Kacey Chandler Grauer

Postdoctoral Scholar, Stanford Archaeology Center

Kacey Grauer is an anthropological archaeologist who studies human-environment relationships using archaeobotanical analysis, household excavations, and landscape analysis. She is the lab manager of Dr. Li Liu’s Archaeological Science Lab. Prior to Stanford, she was a lecturer in the Anthropology Department at Northwestern University, where she earned her PhD in June 2021.

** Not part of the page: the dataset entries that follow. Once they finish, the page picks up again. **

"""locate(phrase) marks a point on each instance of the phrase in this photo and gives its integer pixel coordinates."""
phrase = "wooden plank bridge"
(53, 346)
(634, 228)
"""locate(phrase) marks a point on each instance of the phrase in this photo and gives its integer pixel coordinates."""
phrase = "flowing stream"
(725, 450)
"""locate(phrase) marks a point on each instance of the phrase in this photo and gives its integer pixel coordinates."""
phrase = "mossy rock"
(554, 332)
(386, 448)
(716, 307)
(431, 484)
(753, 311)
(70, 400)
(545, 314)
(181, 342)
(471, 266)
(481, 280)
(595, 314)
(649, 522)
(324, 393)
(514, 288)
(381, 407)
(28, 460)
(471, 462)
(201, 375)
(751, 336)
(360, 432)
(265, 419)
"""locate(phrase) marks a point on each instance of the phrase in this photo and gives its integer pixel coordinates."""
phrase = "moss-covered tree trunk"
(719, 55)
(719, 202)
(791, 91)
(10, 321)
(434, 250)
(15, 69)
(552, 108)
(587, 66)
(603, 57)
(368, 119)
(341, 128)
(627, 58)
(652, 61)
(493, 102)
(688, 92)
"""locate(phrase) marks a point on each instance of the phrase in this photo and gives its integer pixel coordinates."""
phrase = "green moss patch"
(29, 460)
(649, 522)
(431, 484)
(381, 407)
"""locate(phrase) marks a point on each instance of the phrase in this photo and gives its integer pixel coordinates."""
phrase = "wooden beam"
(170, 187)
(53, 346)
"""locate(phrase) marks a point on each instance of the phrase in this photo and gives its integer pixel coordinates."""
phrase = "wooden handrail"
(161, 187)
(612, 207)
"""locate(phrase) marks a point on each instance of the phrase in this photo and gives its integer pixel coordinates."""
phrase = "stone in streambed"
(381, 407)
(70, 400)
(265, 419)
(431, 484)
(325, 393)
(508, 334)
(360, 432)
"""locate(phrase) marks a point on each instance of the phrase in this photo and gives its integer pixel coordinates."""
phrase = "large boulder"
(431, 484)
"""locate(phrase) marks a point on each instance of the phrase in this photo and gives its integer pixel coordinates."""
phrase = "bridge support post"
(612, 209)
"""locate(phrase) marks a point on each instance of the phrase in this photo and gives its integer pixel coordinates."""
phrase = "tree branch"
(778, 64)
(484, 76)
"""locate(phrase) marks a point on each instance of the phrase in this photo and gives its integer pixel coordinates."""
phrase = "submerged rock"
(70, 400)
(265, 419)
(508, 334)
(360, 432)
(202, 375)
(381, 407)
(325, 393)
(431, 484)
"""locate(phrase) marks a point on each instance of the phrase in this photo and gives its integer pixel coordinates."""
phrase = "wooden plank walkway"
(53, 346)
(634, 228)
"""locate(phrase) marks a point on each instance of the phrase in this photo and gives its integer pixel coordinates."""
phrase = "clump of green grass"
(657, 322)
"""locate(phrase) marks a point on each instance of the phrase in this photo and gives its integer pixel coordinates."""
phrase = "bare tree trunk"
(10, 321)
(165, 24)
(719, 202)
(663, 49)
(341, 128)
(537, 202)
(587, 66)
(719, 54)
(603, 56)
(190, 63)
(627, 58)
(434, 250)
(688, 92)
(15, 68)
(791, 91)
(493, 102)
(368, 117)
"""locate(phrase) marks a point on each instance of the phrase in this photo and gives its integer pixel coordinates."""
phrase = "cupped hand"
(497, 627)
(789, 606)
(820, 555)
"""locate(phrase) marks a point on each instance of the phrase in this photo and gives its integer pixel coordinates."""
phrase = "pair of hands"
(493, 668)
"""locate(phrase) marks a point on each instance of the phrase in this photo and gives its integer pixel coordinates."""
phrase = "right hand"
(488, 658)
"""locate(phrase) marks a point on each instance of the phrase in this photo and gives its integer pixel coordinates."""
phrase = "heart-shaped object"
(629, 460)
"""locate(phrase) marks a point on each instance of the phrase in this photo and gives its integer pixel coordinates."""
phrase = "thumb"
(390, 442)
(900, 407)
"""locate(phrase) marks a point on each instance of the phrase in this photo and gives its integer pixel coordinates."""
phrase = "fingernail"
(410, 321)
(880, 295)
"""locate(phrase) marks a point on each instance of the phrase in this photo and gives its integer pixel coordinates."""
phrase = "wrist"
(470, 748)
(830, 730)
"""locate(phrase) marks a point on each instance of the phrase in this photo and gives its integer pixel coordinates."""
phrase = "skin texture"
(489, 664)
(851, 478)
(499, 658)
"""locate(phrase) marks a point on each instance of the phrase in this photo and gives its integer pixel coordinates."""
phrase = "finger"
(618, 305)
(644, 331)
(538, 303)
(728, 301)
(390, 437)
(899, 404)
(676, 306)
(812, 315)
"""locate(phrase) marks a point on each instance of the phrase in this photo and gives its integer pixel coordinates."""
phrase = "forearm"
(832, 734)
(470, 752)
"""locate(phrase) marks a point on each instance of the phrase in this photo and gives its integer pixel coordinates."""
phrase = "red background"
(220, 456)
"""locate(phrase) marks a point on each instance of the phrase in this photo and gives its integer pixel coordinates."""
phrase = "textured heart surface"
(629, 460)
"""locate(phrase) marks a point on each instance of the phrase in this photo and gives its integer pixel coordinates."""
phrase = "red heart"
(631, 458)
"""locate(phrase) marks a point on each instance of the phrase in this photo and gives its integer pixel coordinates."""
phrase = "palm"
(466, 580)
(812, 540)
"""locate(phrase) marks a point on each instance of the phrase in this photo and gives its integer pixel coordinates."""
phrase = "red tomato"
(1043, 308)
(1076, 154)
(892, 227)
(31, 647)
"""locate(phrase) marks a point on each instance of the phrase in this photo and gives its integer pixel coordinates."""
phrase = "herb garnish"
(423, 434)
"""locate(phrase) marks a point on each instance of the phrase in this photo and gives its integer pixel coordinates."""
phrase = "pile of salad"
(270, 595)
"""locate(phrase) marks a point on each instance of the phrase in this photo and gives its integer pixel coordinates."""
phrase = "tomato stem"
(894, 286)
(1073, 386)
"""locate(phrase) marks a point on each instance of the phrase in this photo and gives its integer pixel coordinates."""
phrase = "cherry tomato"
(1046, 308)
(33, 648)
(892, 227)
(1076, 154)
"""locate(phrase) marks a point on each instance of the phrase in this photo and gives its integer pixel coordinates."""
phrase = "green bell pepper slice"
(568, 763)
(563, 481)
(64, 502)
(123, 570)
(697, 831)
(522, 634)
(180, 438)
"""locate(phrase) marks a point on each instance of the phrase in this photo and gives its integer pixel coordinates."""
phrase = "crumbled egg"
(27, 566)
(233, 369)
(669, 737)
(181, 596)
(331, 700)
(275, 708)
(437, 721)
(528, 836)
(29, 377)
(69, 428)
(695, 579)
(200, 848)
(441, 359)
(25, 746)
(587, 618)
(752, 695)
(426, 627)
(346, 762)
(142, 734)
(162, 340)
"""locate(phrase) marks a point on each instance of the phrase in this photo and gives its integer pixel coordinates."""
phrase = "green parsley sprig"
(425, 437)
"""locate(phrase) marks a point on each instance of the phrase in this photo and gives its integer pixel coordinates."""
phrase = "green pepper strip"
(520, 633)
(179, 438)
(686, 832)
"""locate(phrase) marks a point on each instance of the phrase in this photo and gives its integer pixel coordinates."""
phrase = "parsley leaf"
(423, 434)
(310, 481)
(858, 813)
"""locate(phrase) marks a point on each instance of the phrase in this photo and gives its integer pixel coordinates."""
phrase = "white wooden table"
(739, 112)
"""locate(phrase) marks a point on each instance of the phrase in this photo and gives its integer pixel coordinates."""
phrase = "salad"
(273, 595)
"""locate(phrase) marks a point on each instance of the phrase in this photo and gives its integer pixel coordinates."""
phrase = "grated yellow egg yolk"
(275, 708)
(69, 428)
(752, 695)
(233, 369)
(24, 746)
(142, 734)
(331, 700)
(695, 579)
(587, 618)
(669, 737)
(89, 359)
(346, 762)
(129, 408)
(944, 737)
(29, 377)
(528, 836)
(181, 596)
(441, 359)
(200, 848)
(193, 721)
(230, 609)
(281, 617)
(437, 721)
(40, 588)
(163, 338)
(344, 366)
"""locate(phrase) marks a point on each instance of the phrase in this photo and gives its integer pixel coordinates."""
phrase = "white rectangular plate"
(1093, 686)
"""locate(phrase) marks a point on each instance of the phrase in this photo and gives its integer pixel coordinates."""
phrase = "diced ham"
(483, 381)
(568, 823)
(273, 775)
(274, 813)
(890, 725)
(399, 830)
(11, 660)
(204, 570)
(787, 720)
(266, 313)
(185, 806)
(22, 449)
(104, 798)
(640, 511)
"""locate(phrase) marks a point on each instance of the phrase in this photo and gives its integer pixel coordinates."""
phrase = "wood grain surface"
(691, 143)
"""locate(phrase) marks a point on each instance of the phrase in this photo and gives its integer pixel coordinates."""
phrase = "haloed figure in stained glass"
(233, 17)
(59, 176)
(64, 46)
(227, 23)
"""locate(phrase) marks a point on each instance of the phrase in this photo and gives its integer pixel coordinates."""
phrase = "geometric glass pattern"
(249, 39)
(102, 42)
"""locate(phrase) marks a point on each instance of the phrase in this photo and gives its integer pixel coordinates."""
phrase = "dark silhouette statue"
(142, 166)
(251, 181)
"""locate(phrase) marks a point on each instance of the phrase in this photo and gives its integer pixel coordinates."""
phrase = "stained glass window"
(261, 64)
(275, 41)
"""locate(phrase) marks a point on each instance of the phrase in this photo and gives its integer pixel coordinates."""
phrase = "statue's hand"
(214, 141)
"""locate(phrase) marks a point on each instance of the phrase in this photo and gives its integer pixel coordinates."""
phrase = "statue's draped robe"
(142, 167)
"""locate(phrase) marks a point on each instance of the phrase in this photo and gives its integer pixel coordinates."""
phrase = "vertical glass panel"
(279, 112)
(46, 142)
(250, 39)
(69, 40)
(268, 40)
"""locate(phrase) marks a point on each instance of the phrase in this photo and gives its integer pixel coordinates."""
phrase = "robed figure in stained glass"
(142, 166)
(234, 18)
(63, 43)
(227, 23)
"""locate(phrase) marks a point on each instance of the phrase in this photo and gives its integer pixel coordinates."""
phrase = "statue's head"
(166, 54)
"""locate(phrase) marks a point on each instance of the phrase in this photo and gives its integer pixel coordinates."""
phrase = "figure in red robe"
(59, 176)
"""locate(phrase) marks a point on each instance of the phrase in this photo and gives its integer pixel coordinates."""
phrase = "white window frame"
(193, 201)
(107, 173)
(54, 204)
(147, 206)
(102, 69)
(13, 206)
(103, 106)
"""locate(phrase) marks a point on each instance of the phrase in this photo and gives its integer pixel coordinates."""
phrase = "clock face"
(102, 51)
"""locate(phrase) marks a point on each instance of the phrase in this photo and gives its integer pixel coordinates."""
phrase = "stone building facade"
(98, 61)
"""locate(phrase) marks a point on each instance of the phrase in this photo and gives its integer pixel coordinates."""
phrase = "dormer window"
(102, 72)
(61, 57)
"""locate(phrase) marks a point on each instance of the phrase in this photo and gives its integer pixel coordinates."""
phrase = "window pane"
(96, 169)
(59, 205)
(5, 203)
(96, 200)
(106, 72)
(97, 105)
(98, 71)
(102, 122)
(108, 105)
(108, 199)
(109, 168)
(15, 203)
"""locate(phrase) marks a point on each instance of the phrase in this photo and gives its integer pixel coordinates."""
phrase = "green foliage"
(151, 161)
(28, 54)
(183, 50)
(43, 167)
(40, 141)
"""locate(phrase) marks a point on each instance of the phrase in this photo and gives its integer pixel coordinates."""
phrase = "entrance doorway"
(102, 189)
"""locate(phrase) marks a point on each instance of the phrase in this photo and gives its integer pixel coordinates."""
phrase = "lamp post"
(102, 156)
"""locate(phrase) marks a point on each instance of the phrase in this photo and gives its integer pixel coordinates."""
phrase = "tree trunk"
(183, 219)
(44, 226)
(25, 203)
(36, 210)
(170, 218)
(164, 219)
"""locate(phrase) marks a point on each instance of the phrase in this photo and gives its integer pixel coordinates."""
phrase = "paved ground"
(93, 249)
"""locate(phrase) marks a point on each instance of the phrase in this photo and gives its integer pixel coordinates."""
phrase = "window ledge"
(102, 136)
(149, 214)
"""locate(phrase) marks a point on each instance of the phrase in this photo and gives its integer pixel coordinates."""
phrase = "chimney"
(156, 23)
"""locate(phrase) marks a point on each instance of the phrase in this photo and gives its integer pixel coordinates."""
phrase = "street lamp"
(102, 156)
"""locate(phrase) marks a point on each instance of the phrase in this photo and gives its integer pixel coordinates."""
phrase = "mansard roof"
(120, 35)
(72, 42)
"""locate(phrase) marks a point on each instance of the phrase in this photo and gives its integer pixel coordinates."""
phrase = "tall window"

Kacey specializes in the ancient Maya area and has been a senior staff member of the Aventura Archaeology Project (AAP) in northern Belize since 2015. Her research has compared commoner and elite access to water during the height of drought at the city of Aventura, where she found that less restricted access to water allowed people of all economic classes to thrive amidst environmental crisis. Her current and ongoing research addresses differential access to food during drought using phytolith and starch grain analyses. Kacey centers Indigenous ontologies in her research and strives to connect archaeology to present-day environmental justice concerns. In addition to archaeological research, she has co-organized community engagement events with Dr. Cynthia Robin of Northwestern University, AAP staff members, and the National Institute of Culture and History in Belize.

She has been funded by the National Science Foundation, the Wenner-Gren Foundation, and the National Geographic Society, and has recently been published in the Journal of Social Archaeology and the Journal of Anthropological Archaeology. Her publications can be found on her Academia.edu page.